Lambda’s NVIDIA HGX 8xB200 on STAC-AI™ LANG6
What the numbers mean for financial services
Executive summary
Lambda is the first to publish an audited STAC-AI™ LANG6 result on NVIDIA HGX 8xB200, with independently verified performance data that Financial Services Industry (FSI) infrastructure teams can use to make a concrete infrastructure decision: whether NVIDIA HGX 8xB200 unlocks workloads, concurrency levels, or model sizes that your current generation GPU cannot support. For teams running LLM inference on NVIDIA H200 GPUs today, or evaluating whether to do so, these results answer the question directly.
-
Latency that doesn't break under load. At 165 req/s for the 8B model, the NVIDIA 8×H200 NVL reached a median latency of 15.5s, effectively saturating. NVIDIA HGX 8xB200 handled the same load at a median latency of 1.39s. For trading desks and research teams, this is the difference between a tool analysts actively use during market hours and one they abandon when the desk is busy. It means you can serve your entire team concurrently on a single node, at latencies that feel instant, without overprovisioning or load shedding.
- A 70B model, fully interactive, at production concurrency. At 20 req/s, NVIDIA HGX 8xB200 delivered 0.095s Time-To-First-Token (TTFT) and a 3.45s median latency, versus NVIDIA 8×H200 NVL’s 0.522s TTFT and 21.4s median latency at the same load. NVIDIA HGX 8xB200 can serve the model with 0.335s TTFT at 75 req/s, a load the NVIDIA 8×H200 NVL couldn’t sustain. For FSI teams that need reasoning-grade model quality for compliance review or client-facing output but have held back due to latency concerns. A 70B model is now viable as an interactive, production tool, not just a batch-only workload.
-
Batch throughput that changes overnight economics.
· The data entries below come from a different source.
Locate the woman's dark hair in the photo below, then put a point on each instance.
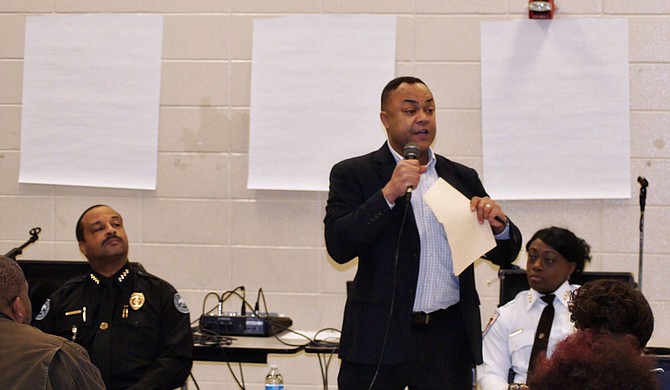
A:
(588, 360)
(614, 307)
(571, 247)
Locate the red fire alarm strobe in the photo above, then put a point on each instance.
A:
(541, 9)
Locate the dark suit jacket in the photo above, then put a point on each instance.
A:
(359, 223)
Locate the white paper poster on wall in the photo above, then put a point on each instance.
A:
(315, 95)
(555, 109)
(90, 100)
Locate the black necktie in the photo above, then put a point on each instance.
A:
(100, 349)
(542, 332)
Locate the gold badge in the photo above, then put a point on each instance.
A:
(136, 300)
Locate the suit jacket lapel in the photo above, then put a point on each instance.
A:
(446, 171)
(384, 162)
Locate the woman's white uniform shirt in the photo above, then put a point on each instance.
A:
(508, 338)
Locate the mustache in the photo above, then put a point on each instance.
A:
(112, 237)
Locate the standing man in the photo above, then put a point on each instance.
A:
(409, 320)
(32, 359)
(134, 325)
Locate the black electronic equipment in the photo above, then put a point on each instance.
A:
(245, 325)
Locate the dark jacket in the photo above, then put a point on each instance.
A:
(147, 330)
(359, 223)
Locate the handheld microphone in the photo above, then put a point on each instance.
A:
(643, 191)
(643, 182)
(410, 152)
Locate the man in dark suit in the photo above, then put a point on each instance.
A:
(409, 320)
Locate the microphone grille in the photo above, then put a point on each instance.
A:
(411, 151)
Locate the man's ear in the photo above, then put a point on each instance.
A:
(384, 118)
(19, 311)
(82, 247)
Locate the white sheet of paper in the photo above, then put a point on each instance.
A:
(468, 239)
(315, 90)
(555, 109)
(91, 93)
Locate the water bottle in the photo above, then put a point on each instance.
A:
(274, 380)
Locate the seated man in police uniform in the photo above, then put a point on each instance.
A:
(554, 254)
(134, 325)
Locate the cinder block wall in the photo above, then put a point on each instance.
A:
(204, 231)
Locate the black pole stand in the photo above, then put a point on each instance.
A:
(34, 236)
(643, 200)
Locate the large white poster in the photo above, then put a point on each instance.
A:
(315, 95)
(91, 89)
(555, 109)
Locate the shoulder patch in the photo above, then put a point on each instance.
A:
(44, 310)
(180, 304)
(492, 321)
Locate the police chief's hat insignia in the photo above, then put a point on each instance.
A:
(44, 310)
(136, 300)
(180, 304)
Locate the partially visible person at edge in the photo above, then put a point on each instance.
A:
(592, 360)
(32, 359)
(134, 325)
(554, 255)
(432, 338)
(614, 322)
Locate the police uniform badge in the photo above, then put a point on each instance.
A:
(136, 300)
(180, 304)
(44, 310)
(492, 321)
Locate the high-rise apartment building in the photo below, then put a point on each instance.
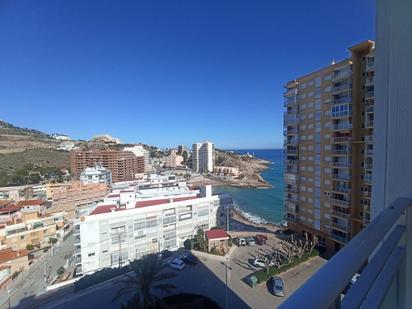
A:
(203, 157)
(328, 130)
(124, 165)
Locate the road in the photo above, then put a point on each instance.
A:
(40, 271)
(207, 278)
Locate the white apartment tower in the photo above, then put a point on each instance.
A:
(203, 157)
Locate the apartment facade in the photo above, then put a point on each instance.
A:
(76, 196)
(135, 225)
(203, 157)
(124, 165)
(328, 128)
(96, 174)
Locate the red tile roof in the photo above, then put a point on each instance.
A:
(162, 201)
(30, 203)
(216, 234)
(113, 195)
(8, 255)
(103, 209)
(9, 209)
(107, 208)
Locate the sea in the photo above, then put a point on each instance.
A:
(261, 205)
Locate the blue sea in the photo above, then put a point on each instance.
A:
(261, 205)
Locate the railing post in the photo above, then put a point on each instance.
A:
(408, 260)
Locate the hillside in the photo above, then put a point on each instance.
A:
(14, 139)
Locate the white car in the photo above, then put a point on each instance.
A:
(259, 263)
(176, 263)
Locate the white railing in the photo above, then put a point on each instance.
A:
(382, 245)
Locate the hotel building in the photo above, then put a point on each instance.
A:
(133, 222)
(203, 157)
(124, 165)
(328, 128)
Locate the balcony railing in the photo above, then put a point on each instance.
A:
(342, 126)
(341, 139)
(340, 202)
(382, 247)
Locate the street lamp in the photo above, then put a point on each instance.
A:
(227, 268)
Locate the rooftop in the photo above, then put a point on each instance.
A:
(216, 234)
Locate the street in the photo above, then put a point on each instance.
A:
(34, 279)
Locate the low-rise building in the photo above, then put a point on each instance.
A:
(226, 171)
(96, 174)
(31, 231)
(75, 197)
(134, 223)
(174, 160)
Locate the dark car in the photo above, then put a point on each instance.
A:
(261, 239)
(189, 259)
(166, 254)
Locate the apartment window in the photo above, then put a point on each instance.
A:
(118, 235)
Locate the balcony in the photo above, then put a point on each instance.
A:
(342, 126)
(342, 151)
(340, 202)
(368, 152)
(340, 75)
(339, 214)
(340, 164)
(341, 139)
(290, 217)
(338, 238)
(292, 152)
(381, 247)
(341, 88)
(343, 227)
(344, 177)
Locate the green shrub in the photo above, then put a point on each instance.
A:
(262, 276)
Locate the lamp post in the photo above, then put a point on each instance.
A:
(227, 269)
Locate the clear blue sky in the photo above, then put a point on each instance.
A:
(167, 72)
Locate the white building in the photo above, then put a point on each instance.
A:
(203, 157)
(96, 174)
(61, 137)
(140, 151)
(132, 223)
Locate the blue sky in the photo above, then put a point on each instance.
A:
(167, 72)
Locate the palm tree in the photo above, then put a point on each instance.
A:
(148, 272)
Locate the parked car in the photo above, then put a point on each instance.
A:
(176, 264)
(258, 263)
(250, 241)
(241, 241)
(261, 239)
(189, 259)
(278, 286)
(166, 254)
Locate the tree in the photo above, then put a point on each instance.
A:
(147, 277)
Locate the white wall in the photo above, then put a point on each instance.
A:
(392, 161)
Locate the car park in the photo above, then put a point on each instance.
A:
(261, 239)
(250, 241)
(258, 263)
(189, 259)
(176, 263)
(241, 241)
(278, 286)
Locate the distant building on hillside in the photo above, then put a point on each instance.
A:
(174, 160)
(140, 151)
(106, 138)
(124, 165)
(96, 174)
(203, 157)
(61, 137)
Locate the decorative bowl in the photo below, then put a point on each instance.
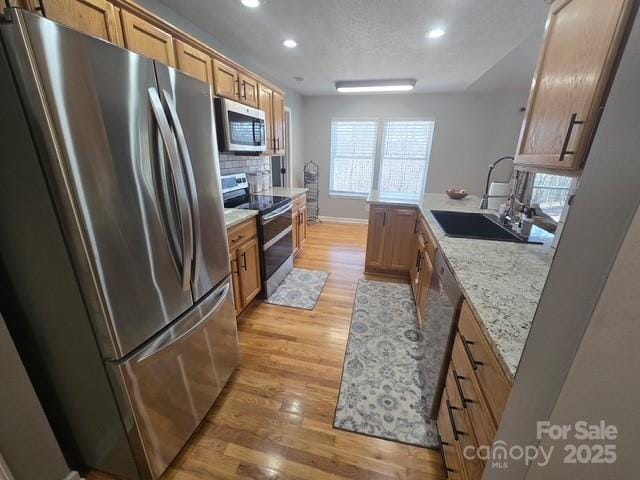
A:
(456, 194)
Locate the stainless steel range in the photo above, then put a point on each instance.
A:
(274, 228)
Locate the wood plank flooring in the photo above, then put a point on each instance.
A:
(274, 419)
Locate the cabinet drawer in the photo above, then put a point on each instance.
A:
(241, 233)
(491, 378)
(463, 379)
(449, 445)
(299, 202)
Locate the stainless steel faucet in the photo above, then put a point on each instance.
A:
(485, 198)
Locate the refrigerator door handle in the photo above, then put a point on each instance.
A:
(186, 157)
(178, 186)
(165, 342)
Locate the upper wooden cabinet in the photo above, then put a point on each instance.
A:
(582, 42)
(248, 90)
(93, 17)
(225, 80)
(194, 62)
(278, 125)
(146, 39)
(265, 103)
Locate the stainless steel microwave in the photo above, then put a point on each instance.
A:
(240, 128)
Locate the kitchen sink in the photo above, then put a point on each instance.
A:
(475, 225)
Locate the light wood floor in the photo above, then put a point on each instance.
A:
(274, 418)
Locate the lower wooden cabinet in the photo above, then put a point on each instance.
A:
(299, 223)
(244, 252)
(475, 393)
(390, 240)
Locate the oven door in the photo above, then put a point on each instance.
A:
(277, 239)
(244, 127)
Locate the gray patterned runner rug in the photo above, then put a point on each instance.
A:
(300, 289)
(385, 370)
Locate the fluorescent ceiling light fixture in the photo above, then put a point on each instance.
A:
(251, 3)
(375, 86)
(435, 33)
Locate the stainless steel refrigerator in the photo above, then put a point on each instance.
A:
(113, 250)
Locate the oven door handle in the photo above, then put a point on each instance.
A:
(276, 213)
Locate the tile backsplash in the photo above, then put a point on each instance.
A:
(230, 163)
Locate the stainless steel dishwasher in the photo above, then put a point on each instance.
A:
(440, 317)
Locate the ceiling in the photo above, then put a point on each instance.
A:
(379, 39)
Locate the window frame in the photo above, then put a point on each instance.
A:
(380, 159)
(354, 195)
(377, 159)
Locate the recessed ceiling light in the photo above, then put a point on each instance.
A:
(251, 3)
(375, 86)
(435, 33)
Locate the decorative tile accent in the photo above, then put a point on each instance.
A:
(387, 379)
(300, 289)
(230, 164)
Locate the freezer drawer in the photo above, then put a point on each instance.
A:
(171, 383)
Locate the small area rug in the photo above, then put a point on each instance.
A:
(300, 289)
(383, 392)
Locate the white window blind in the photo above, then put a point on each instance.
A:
(406, 149)
(550, 192)
(353, 151)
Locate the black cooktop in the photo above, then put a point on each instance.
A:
(262, 203)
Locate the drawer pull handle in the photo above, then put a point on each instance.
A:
(457, 379)
(444, 459)
(456, 432)
(466, 343)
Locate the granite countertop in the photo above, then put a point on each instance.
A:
(234, 216)
(501, 281)
(285, 192)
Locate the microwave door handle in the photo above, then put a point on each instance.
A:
(178, 187)
(191, 182)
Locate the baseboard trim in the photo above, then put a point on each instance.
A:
(361, 221)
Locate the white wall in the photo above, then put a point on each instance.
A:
(471, 131)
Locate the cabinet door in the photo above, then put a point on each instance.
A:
(235, 279)
(576, 65)
(93, 17)
(249, 266)
(225, 80)
(194, 62)
(248, 90)
(401, 230)
(424, 280)
(265, 99)
(278, 123)
(146, 39)
(295, 224)
(376, 236)
(302, 226)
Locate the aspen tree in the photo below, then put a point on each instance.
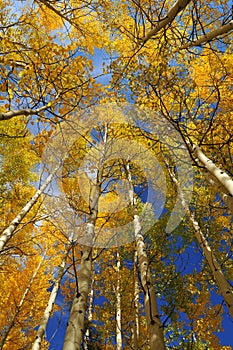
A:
(154, 325)
(20, 305)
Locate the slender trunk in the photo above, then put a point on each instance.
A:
(118, 306)
(19, 306)
(49, 308)
(227, 199)
(154, 325)
(90, 315)
(75, 327)
(135, 328)
(9, 232)
(220, 176)
(225, 288)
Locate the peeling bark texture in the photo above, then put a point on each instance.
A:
(90, 315)
(19, 306)
(225, 198)
(224, 286)
(49, 308)
(135, 328)
(220, 176)
(8, 233)
(178, 7)
(154, 325)
(75, 327)
(210, 36)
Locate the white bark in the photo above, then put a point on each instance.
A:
(211, 35)
(49, 308)
(226, 198)
(178, 7)
(154, 325)
(90, 315)
(75, 328)
(220, 176)
(118, 306)
(9, 232)
(225, 288)
(19, 306)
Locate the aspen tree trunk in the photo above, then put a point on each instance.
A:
(227, 199)
(75, 327)
(19, 306)
(118, 306)
(9, 232)
(49, 308)
(135, 328)
(154, 325)
(90, 315)
(171, 15)
(225, 288)
(220, 176)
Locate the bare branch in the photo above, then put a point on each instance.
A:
(178, 7)
(25, 112)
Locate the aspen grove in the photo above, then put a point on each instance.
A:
(116, 174)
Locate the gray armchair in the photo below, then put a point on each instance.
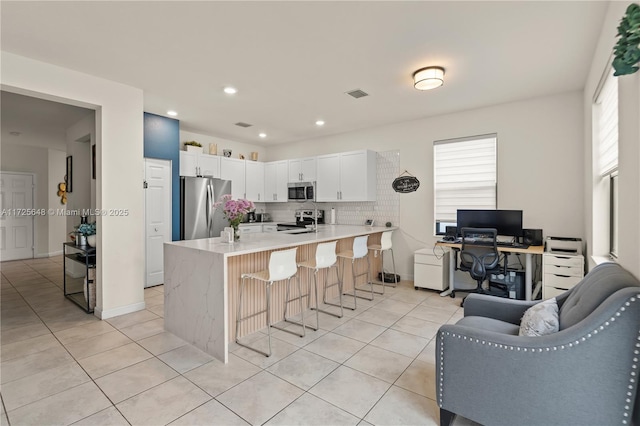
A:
(584, 374)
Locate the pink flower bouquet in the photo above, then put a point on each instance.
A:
(234, 210)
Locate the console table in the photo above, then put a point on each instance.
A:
(79, 279)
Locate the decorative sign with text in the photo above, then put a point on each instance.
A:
(405, 184)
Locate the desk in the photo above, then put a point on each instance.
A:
(528, 252)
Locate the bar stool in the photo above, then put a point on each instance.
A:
(385, 244)
(325, 259)
(358, 251)
(282, 266)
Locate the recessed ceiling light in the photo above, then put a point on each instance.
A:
(428, 78)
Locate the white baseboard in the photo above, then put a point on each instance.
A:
(110, 313)
(45, 255)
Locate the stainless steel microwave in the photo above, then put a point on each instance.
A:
(302, 191)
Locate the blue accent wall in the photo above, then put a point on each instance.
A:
(162, 140)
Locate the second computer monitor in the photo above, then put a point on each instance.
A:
(507, 222)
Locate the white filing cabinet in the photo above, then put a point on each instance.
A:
(560, 272)
(430, 271)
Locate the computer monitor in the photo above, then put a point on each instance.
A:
(507, 222)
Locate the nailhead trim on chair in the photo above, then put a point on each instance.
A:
(632, 373)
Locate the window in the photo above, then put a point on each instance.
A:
(606, 121)
(465, 176)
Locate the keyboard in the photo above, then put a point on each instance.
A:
(511, 244)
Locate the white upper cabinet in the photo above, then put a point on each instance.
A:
(302, 169)
(347, 176)
(275, 181)
(234, 170)
(254, 182)
(209, 165)
(197, 164)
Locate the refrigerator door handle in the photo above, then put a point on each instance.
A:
(209, 209)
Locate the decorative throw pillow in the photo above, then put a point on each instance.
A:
(540, 319)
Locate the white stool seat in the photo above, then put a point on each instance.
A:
(385, 245)
(325, 259)
(282, 266)
(358, 251)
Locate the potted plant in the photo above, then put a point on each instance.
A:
(193, 146)
(627, 49)
(234, 211)
(84, 232)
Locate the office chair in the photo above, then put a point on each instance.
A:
(479, 255)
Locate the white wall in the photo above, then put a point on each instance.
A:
(235, 147)
(57, 223)
(32, 159)
(629, 153)
(80, 137)
(540, 164)
(119, 149)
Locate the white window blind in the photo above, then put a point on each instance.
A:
(607, 102)
(465, 175)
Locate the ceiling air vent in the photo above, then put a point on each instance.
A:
(357, 93)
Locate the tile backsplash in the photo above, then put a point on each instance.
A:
(385, 209)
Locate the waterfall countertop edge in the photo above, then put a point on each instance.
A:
(263, 241)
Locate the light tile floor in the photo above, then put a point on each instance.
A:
(60, 365)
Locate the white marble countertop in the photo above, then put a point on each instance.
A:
(262, 241)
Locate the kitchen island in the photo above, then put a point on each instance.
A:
(202, 279)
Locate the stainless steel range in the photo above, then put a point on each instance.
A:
(304, 219)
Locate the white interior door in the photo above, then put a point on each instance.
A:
(16, 216)
(157, 201)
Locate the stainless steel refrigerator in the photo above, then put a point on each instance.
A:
(198, 217)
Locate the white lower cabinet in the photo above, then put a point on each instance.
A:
(560, 272)
(430, 271)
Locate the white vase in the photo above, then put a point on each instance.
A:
(81, 240)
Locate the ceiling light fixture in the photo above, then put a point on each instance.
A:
(428, 78)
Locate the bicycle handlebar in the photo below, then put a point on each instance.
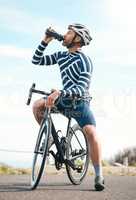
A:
(33, 90)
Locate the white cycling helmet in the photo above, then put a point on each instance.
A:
(82, 31)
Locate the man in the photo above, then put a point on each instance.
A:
(76, 70)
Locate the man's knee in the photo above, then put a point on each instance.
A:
(90, 130)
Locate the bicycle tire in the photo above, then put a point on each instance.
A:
(70, 172)
(42, 135)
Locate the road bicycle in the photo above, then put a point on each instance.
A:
(72, 150)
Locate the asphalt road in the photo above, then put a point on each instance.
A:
(54, 187)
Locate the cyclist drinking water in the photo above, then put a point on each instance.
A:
(76, 71)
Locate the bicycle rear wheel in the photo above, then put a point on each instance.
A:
(77, 153)
(40, 153)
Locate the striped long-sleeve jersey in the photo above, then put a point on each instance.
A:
(75, 69)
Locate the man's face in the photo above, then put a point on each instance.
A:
(68, 37)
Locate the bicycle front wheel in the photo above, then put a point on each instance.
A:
(40, 153)
(77, 152)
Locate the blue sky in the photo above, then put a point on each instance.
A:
(112, 50)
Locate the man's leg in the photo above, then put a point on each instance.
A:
(95, 154)
(38, 110)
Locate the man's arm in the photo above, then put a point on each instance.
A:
(40, 59)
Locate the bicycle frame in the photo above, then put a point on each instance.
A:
(47, 114)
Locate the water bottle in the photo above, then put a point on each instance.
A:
(54, 34)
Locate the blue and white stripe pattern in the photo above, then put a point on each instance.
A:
(75, 68)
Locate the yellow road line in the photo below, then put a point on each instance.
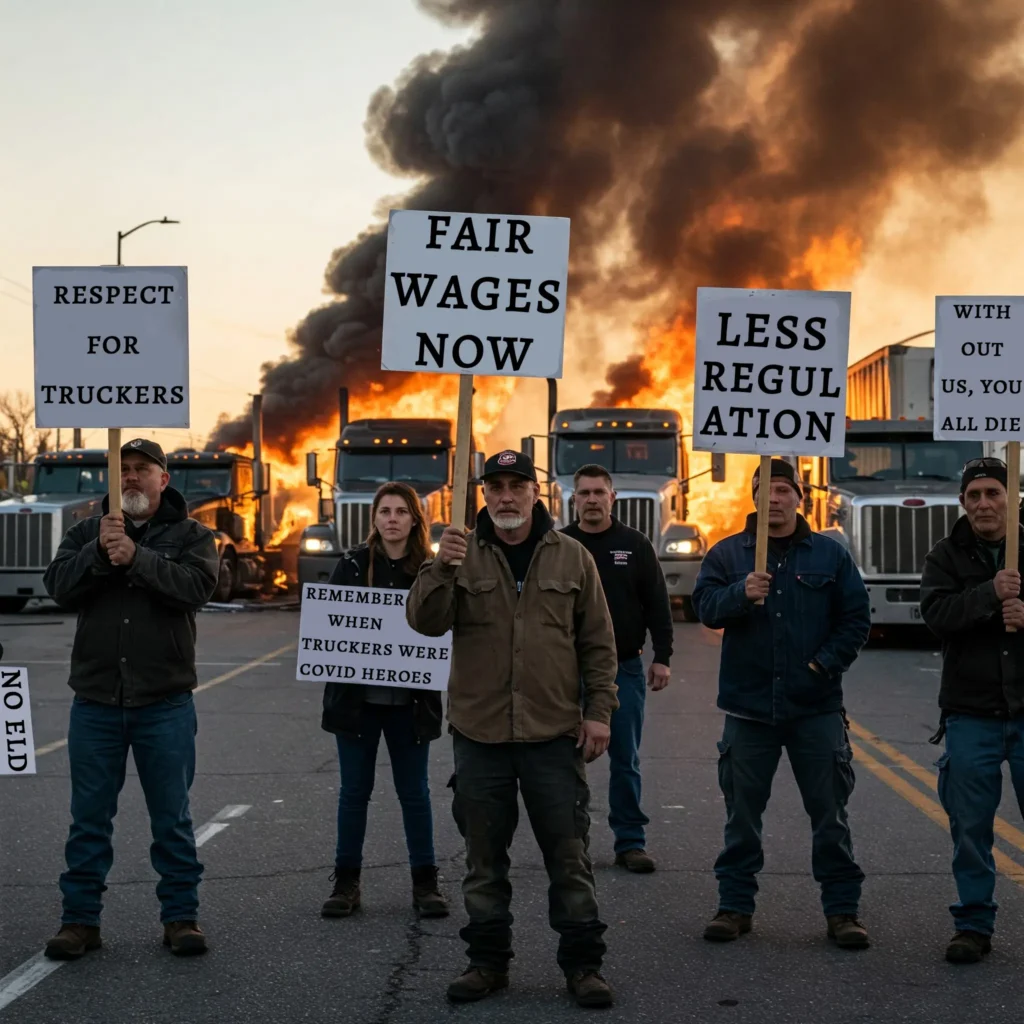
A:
(216, 681)
(1004, 828)
(930, 808)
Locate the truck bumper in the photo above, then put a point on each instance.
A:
(316, 568)
(895, 603)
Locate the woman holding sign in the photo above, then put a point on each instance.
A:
(409, 720)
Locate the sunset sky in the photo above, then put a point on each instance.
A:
(244, 121)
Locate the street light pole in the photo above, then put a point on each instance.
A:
(124, 235)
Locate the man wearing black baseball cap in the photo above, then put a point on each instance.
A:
(529, 623)
(969, 596)
(135, 580)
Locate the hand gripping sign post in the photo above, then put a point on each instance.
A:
(112, 351)
(474, 294)
(770, 379)
(979, 370)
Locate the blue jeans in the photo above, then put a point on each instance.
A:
(357, 759)
(625, 816)
(820, 756)
(970, 786)
(162, 738)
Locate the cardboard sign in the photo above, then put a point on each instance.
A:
(475, 294)
(770, 375)
(111, 346)
(18, 755)
(359, 635)
(979, 368)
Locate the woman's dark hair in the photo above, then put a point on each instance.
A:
(417, 550)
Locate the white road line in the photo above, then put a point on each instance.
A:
(34, 970)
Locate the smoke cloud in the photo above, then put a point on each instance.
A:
(706, 142)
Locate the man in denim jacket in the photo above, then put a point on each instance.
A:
(780, 684)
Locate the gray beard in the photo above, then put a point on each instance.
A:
(134, 504)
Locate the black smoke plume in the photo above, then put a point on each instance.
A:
(709, 140)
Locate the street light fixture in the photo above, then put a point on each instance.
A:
(124, 235)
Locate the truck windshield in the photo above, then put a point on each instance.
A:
(653, 456)
(896, 460)
(198, 480)
(380, 467)
(70, 479)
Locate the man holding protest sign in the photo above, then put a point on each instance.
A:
(790, 633)
(529, 621)
(135, 580)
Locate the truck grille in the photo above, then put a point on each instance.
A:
(26, 540)
(895, 539)
(353, 523)
(635, 512)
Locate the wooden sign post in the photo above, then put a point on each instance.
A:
(474, 294)
(979, 365)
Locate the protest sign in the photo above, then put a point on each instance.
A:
(15, 723)
(359, 635)
(474, 294)
(111, 350)
(770, 378)
(979, 369)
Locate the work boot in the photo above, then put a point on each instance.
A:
(637, 861)
(426, 896)
(73, 941)
(848, 932)
(184, 937)
(589, 989)
(727, 926)
(968, 947)
(475, 983)
(346, 896)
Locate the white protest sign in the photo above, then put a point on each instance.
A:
(979, 367)
(770, 376)
(15, 715)
(112, 346)
(359, 635)
(475, 294)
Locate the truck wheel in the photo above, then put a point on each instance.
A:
(225, 580)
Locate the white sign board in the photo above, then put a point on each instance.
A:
(979, 368)
(18, 756)
(112, 346)
(475, 294)
(770, 376)
(359, 635)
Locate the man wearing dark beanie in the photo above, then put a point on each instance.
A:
(780, 684)
(969, 597)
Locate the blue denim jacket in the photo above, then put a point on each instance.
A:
(817, 610)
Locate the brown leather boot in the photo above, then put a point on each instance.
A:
(426, 896)
(73, 941)
(184, 937)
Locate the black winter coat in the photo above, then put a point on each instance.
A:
(343, 701)
(135, 642)
(982, 665)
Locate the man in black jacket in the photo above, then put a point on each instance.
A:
(135, 581)
(968, 598)
(638, 600)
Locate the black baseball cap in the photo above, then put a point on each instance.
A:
(510, 462)
(147, 449)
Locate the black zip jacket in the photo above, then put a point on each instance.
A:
(982, 665)
(634, 586)
(135, 642)
(343, 701)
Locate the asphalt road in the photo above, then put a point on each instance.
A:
(265, 794)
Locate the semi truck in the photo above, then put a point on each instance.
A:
(895, 491)
(369, 453)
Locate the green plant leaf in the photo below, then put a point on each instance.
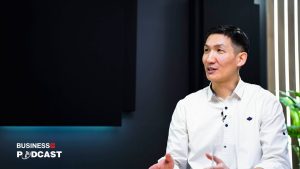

For the 8B model, NVIDIA HGX 8xB200 delivered 52,823 wps, more than double the NVIDIA 8×H200 NVL. For the 70B model, it delivered 12,040 wps, 3.59× the NVIDIA 8×H200 NVL. For the 70B model at Long-context, it delivers 350 wps versus 132 wps on NVIDIA 8×H200 NVL. For compliance and operations teams running overnight batch review, this means the same job window processes more documents, or the same document volume completes in a shorter window, without scaling infrastructure.
-
Long-context performance that improves under pressure, not degrades. On E5a long-context workloads, NVIDIA 8×H200 NVL hit 36.2s latency at 2.4 req/s, saturating on the kinds of dense regulatory documents compliance teams process daily. NVIDIA HGX 8xB200 held at 3.31s at the same load and extended to 5.6 req/s, while the NVIDIA 8×H200 NVL couldn’t follow. Batch throughput on long-context workloads improved by 133%, from 954 wps to 2,220 wps. For any team processing documents longer than a few thousand tokens, this result justifies the infrastructure decision.
| Stat | NVIDIA HGX 8xB200 | NVIDIA 8xH200 NVL baseline | Delta | What it means |
| 8B batch throughput, E4a | 52,823 wps | 23,607 wps | +124% | More than double the NVIDIA 8xH200 NVL batch throughput for 8B |
| 70B batch throughput, E4b | 12,040 wps | 3,351 wps | +259% | 3.6× NVIDIA 8×H200 NVL throughput on a full 70B model |
| 8B median latency @ 165 req/s, E4a | 1.39s | 15.5s | –91% | NVIDIA 8×H200 NVL was saturating at this load; NVIDIA HGX 8xB200 handled it cleanly |
| 70B TTFT @ 20 req/s, E4b |
0.095s | 0.522s | –82% | Sub-100ms first token on a 70B model at production load |
* Baseline figures are from the audited STAC-AI™ LANG6 result on HPE ProLiant DL380a Gen12 with NVIDIA 8×H200 NVL (docs.stacresearch.com/HPE250907b). Lambda is the first to publish STAC-AI™ LANG6 results on NVIDIA HGX 8xB200.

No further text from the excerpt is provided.